The modest gift of a cardiac defibrillator by a Dorset Rotary club is having an impact on a wide section of the community.
Christchurch Rotary donated the device to the St Joseph’s Church in Purewell, and at a club meeting, it was explained how the defibrillator is valued by the community.
Roger Adams, who is involved with the maintenance of the church buildings, and Nick Coghlan, Chairman of St Joseph’s Church Pastoral Council, offered their thanks to the Rotary club for raising the funds to buy the equipment.
This has been installed at the church and is now available for use in the event of anyone collapsing from a cardiac arrest whilst visiting the premises in Purewell.

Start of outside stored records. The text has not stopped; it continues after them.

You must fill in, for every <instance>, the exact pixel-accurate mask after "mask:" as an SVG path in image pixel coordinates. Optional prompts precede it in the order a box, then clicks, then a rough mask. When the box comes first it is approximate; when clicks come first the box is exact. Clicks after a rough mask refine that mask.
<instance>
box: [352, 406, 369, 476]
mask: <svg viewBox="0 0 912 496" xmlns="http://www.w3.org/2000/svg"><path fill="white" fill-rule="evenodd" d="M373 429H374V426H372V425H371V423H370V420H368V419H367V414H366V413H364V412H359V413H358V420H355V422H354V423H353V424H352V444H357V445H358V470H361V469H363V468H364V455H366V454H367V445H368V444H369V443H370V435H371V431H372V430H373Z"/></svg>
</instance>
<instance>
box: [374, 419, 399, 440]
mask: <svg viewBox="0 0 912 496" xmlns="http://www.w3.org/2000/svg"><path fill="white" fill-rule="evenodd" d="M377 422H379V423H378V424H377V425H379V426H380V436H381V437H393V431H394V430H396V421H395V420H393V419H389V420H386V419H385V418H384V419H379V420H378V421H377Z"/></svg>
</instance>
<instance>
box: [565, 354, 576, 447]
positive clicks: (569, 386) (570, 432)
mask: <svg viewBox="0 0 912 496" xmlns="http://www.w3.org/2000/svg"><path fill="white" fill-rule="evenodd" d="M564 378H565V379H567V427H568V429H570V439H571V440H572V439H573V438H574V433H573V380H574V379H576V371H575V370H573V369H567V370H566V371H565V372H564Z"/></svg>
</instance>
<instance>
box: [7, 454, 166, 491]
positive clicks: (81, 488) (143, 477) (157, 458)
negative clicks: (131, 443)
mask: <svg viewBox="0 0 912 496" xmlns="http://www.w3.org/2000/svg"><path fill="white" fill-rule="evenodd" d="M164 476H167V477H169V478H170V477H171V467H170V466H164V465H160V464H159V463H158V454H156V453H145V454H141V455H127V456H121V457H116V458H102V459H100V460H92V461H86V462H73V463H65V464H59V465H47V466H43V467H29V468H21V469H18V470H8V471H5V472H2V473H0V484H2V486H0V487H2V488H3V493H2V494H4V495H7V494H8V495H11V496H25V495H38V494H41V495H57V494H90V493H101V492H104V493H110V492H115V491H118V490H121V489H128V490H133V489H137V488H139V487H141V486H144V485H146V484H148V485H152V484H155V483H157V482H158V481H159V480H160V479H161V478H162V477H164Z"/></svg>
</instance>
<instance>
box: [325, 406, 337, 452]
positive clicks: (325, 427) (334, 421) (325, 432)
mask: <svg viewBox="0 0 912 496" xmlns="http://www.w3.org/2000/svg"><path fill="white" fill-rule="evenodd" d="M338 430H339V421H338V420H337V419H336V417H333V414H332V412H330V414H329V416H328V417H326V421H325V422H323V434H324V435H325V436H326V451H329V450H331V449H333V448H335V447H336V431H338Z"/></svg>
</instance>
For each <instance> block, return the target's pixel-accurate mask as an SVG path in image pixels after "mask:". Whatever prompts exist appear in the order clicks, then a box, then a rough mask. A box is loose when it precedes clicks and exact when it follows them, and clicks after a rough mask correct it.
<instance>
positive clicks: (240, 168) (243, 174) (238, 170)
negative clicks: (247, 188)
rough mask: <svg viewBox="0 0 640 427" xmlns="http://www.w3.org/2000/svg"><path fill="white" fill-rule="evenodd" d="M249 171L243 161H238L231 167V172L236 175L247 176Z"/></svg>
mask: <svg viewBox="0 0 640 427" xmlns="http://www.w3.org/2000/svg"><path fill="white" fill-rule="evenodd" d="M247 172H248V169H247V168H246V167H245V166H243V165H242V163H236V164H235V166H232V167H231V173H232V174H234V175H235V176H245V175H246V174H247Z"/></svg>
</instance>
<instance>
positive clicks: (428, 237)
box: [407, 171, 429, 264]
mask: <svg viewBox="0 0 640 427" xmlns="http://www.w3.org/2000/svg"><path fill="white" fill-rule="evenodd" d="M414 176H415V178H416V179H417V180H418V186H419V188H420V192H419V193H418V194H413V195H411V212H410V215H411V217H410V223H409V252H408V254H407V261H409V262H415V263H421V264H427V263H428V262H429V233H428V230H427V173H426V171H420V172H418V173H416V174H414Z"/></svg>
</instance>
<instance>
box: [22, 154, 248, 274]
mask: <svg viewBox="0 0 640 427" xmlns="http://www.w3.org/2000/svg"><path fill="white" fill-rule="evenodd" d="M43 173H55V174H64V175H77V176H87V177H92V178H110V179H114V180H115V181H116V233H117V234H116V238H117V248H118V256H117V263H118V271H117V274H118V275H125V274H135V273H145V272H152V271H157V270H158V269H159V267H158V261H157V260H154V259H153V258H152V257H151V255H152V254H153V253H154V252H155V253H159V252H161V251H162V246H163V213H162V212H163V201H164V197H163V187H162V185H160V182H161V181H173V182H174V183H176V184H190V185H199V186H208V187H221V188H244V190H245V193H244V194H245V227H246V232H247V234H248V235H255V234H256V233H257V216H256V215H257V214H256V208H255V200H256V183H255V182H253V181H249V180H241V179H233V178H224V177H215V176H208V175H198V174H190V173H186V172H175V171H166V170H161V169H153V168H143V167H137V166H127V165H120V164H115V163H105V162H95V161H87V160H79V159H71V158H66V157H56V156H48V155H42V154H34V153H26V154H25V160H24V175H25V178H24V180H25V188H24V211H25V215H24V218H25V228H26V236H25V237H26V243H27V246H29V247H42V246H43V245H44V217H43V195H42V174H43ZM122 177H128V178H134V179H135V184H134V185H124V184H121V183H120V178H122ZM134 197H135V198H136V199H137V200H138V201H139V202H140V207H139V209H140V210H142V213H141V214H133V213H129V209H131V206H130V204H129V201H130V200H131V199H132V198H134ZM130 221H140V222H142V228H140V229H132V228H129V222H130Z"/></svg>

Well trained first-aiders are on site and able to assess any such emergency and administer life-saving treatment with the machine, thankfully the need has not yet arisen.
Nick and Roger explained how large numbers of people use these facilities every week, so the availability of the defibrillator was of great importance.”
St Joseph’s Church now has four components – a presbytery, a church, a parish hall and an old chapel.
Nick and Roger explained how large numbers of people use these facilities every week, so the availability of the defibrillator was of great importance.
For example, the Christchurch food bank is run from St Joseph’s and at least 200 people are coming in and out to this per week.
The church itself seats 270, but it has been known to accommodate 400 people at peak times.
They said it was reassuring to know that emergency help was now available in the event of a medical crisis.
Christchurch Rotary is among a number of clubs across Great Britain & Ireland who have funded defibrillators in their communities.
A defibrillator is a device that gives a high energy electric shock to the heart of someone who is in cardiac arrest.
This high energy shock is called defibrillation, and it’s an essential part in trying to save the life of someone who’s in cardiac arrest.